この地域の自然は案外厳しい。寒いし、湿度も高い。地域の多くの建物は下見板貼りの木造の家だが、それらは皆朽ちていて森に同化しているものの決して快適そうではない。そのため別荘として建てられたものの多くはもう何十年も使われておらず、廃墟化しているものが多い。地域ではコンクリートの建物をタブー視する傾向もあるようだが、湿度の多い地表から建物を浮かせたい、しかも朽ちない躯体で、とつくづく実感した。

自然との境界を曖昧にし同化することを善しとする日本的な自然との関係は、繊細な瀬戸際の攻防を日々継続することで成り立っていると思う。毎日の生活の場であればこれを維持することが出来るが、別荘の場合は快適でなければ行かなくなるだけだ。別荘に手入れの為に来る、または別荘に来ても半分は掃除や手入れをして終わってしまうというのでは直ぐに使わなくなってしまう。自然と同化する生活は理想的かもしれないが、それは毎日そのために時間を費やせる状況になってから・・・ということなのかもしれない。

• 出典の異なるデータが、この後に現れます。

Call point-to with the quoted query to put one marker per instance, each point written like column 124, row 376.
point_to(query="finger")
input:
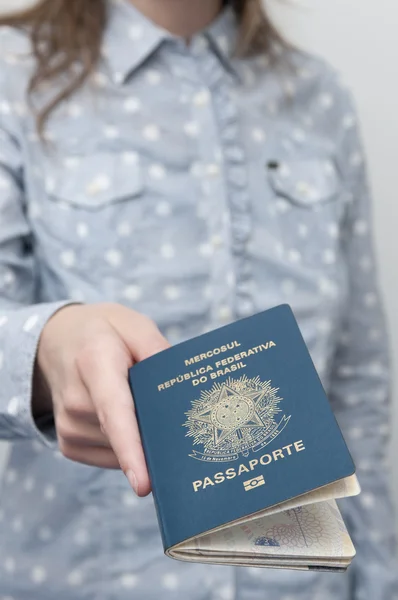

また週末住居という余暇のための場であるから、ただ機能を必要十分に果たせばよいというわけではない。滞在中に心を豊かにし英気を養う空間として、自然と一体になって一日眺めていても飽きない風景を作り出す。現代彫刻のように周囲の自然をも豊かにし、またそれを内包空間に有機的に引きずり込む、そんな建築を目指した。

構成

敷地中央に立つ大きなモミの樹を囲み、敷地内の松並木を望む配置を試みた。当初は三次曲面のシェルを考え、Cの字断面のシェルがJの字にモミの樹を囲み、中を一部2層にする案になった。しかし、予算や工法・仕上げ(寒冷地なので現場打ち一発仕上にこだわった)の問題から2次元曲面で構成できる案に修正した。Jの直線部(一層部分)を背の低い楕円の筒、曲線部(二層部分)を大きな楕円の筒とし、二つを直列に連結して、諸条件に合わせて自由な曲線でカットした。楕円の断面は力学的要求で上下部は330mm・左右部は730mmと連続的に変化している。シェル全体は2次元曲面で構成されるが、エッジには自由曲線、切断面にはねじれも含めて3次曲面が出現した。地上1400mmのレベルに床を張り、シェルの下半分が大きく外部へ張り出し同じ高さのテラスを支える。室内の給排気はすべてサッシ下部の立上がりから取られており、テラスの立上がりのルーバーを介して外部に通じている。一般部分には冷房を設けていない。開口部には可動部分を多くとり出来るだけ効率的に自然からの通風を取れるよう工夫した。 一見無駄の多そうな楕円の断面でだが、ほとんどの楕円壁の下半分には家具が駆け上がり、楕円の最大幅員部分のほぼ全域が使用領域となっている。

設備

使われる家となるために、設備についても快適性と共に使用勝手に最大の配慮を配った。 軽井沢の古い別荘の多くは、古き良き時代に避暑のために月単位で滞在した時代のスタイルに根付いている。1か月間過ごすならシーズン前後の準備に1日づつ掛かっても30分の2だが、今は新幹線で都心からわずか1時間10分、週末1泊だけでも十分に来れる。現代の軽井沢は本当に日常的に使用できる場所、だから準備は10分で終わらないと。 家中の設備の在宅・留守設定を玄関の集中スイッチで切換えられるようにし、ユーザーはボタン3つで前回帰宅時と全て同じ状態に復帰できる。生体認証による解錠およびセキュリティーコントロールに始まり、ユーザーの負担を最小限に抑えるよう工夫した。 また寒冷地の別荘で厄介なのが凍結防止のため水抜きだが、この家は最小限のエネルギーで水抜き不要とするため、温風床暖房システムをカスタマイズしたオリジナルの空調システムを構築している。湿度の高い軽井沢での湿気・カビ対策と、寒冷地での大空間・大開口を実現するためのコールドドラフト対策も兼ねており、建築躯体の形態と合理的に一体化している。ただし将来は内装や設備(出来ればサッシまでも)が最新のものへ更新されながらも使用され続けられるために、躯体とその他のものを完全に分離している。そして躯体自身は経年変化によって自然と同化していくように、またメンテナンス性も考慮して、打ち放し仕上に浸透性改質剤による防水仕上げとしている。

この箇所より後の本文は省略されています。